Hasil penelitian ini menemukan adanya hubungan yang signifikan antara durasi tidur dengan indeks massa tubuh (IMT) anak. Hubungan kedua variabel ini lemah dan berpola negatif yang artinya semakin pendek durasi tidur semakin tinggi nilai IMT. Penelitian ini selaras dengan penelitian Magee et al. (2013) pada anak di Australia yang mendapatkan kurangnya durasi tidur berhubungan dengan indeks massa tubuh yang mengindikasikan kegemukan pada anak. Kurangnya durasi tidur berhubungan dengan menurunnya leptin dan meningkatnya ghrelin. Hormon-hormon ini menyebabkan rasa lapar dan nafsu makan meningkat (Taheri et al., 2004; Taheri, 2007). Asupan energi berlebih akibat nafsu makan meningkat menyebabkan keseimbangan energi positif yang merupakan penyebab dari kegemukan pada anak.
Pada penelitian ini, frekuensi konsumsi makanan cepat saji dengan indeks massa tubuh (IMT) menunjukkan hubungan yang bermakna. Hubungan kedua variabel ini tergolong hubungan yang sedang dan berpola positif yang artinya semakin sering responden mengonsumsi makanan cepat saji semakin besar nilai indeks massa tubuh. Penelitian ini sejalan dengan penelitian Diani (2011) pada anak di Kabupaten Karawang yang mendapatkan hubungan antara frekuensi konsumsi makanan cepat saji dengan indeks massa tubuh anak.
Makanan cepat saji mengandung banyak kalori, lemak total, lemak jenuh, gula, kolesterol, dan natrium (O’donnell et al., 2008). Makanan cepat saji ini merupakan faktor risiko dari kegemukan pada anak (Bowman et al., 2004).
Penelitian ini menunjukkan aktivitas fisik tidak memiliki hubungan yang bermakna dengan indeks massa tubuh. Hasil penelitian ini berbeda dengan penelitian Jago et al. (2006) pada anak di Amerika dan Steele et al. (2009) pada anak di Inggris yang menyatakan ada hubungan antara aktivitas fisik dengan indeks massa tubuh anak.

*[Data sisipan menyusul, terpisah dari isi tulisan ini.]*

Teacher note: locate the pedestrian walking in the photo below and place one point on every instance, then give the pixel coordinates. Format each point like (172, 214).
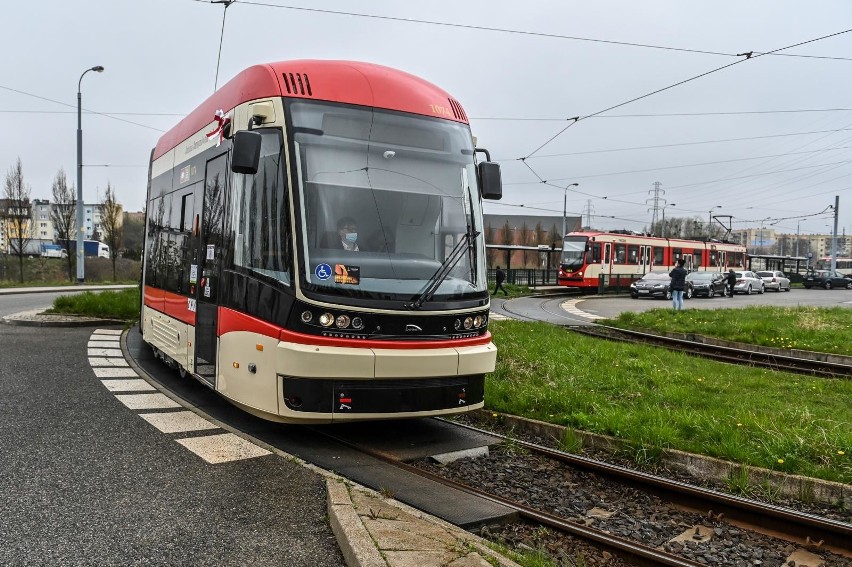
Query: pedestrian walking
(500, 276)
(678, 284)
(732, 281)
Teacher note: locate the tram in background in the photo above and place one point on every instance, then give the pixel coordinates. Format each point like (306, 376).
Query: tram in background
(843, 264)
(622, 258)
(314, 247)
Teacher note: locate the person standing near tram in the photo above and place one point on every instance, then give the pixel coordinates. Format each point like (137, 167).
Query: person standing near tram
(678, 284)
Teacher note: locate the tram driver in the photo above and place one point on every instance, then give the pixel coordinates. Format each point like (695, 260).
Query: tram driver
(347, 233)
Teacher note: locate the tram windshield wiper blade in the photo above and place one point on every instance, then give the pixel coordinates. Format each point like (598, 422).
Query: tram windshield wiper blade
(464, 244)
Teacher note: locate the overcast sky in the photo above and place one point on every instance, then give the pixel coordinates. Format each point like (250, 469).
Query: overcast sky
(767, 140)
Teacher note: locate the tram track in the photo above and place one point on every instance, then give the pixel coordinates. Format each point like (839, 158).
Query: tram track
(750, 357)
(546, 502)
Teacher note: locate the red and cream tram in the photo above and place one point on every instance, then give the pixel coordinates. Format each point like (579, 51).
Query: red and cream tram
(314, 247)
(622, 258)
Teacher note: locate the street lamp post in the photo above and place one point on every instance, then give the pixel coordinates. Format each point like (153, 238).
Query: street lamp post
(663, 230)
(81, 270)
(565, 206)
(710, 221)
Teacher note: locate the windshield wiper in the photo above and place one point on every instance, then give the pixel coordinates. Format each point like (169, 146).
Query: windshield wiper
(464, 244)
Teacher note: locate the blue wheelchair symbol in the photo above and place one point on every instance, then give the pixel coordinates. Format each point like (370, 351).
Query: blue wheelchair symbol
(323, 271)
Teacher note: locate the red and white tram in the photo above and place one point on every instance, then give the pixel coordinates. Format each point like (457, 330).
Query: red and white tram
(622, 258)
(314, 247)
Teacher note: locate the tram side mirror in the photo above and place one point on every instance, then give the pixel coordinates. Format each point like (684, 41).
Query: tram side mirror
(491, 184)
(245, 156)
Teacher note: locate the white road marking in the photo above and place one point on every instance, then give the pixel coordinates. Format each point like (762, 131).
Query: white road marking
(107, 361)
(223, 448)
(147, 401)
(138, 385)
(571, 307)
(112, 362)
(111, 338)
(103, 344)
(105, 352)
(111, 372)
(177, 421)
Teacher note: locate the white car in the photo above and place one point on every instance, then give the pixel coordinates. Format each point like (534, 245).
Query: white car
(773, 279)
(748, 283)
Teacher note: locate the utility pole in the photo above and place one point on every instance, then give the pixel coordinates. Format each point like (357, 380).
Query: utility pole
(588, 214)
(834, 234)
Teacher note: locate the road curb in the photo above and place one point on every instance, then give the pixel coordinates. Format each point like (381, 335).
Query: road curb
(38, 318)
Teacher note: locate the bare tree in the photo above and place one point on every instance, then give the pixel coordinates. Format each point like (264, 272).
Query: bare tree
(17, 195)
(111, 217)
(62, 214)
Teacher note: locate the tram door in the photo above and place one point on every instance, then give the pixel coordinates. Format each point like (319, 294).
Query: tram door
(645, 254)
(210, 254)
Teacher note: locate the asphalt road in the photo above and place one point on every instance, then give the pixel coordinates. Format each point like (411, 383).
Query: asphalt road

Hasil ulasan Hawkins dan Law (2004) terhadap 17 penelitian mengenai hubungan aktivitas fisik dengan kegemukan pada anak menemukan 7 penelitian yang menyatakan ada hubungan, 8 penelitian menyatakan tidak ada hubungan, dan 1 penelitian yang menyatakan ada hubungan langsung. Penelitian Thompson et al. (2005) juga mendapatkan tidak adanya hubungan antara indeks massa tubuh dengan aktivitas fisik. Perbedaan hasil penelitian mungkin disebabkan perbedaan desain dan metode yang digunakan. Kegemukan tidak hanya disebabkan kurangnya aktivitas fisik. Kegemukan terjadi karena keseimbangan energi positif. Keseimbangan energi positif adalah jumlah asupan energi yang berasal dari makanan lebih besar jumlahnya daripada energi yang dikeluarkan kerja eksternal dan fungsi internal, tambahan energi yang masuk tetapi tidak digunakan tersebut akan disimpan dalam tubuh, terutama sebagai jaringan lemak. Hal ini yang menyebabkan berat badan naik (Sherwood, 2001).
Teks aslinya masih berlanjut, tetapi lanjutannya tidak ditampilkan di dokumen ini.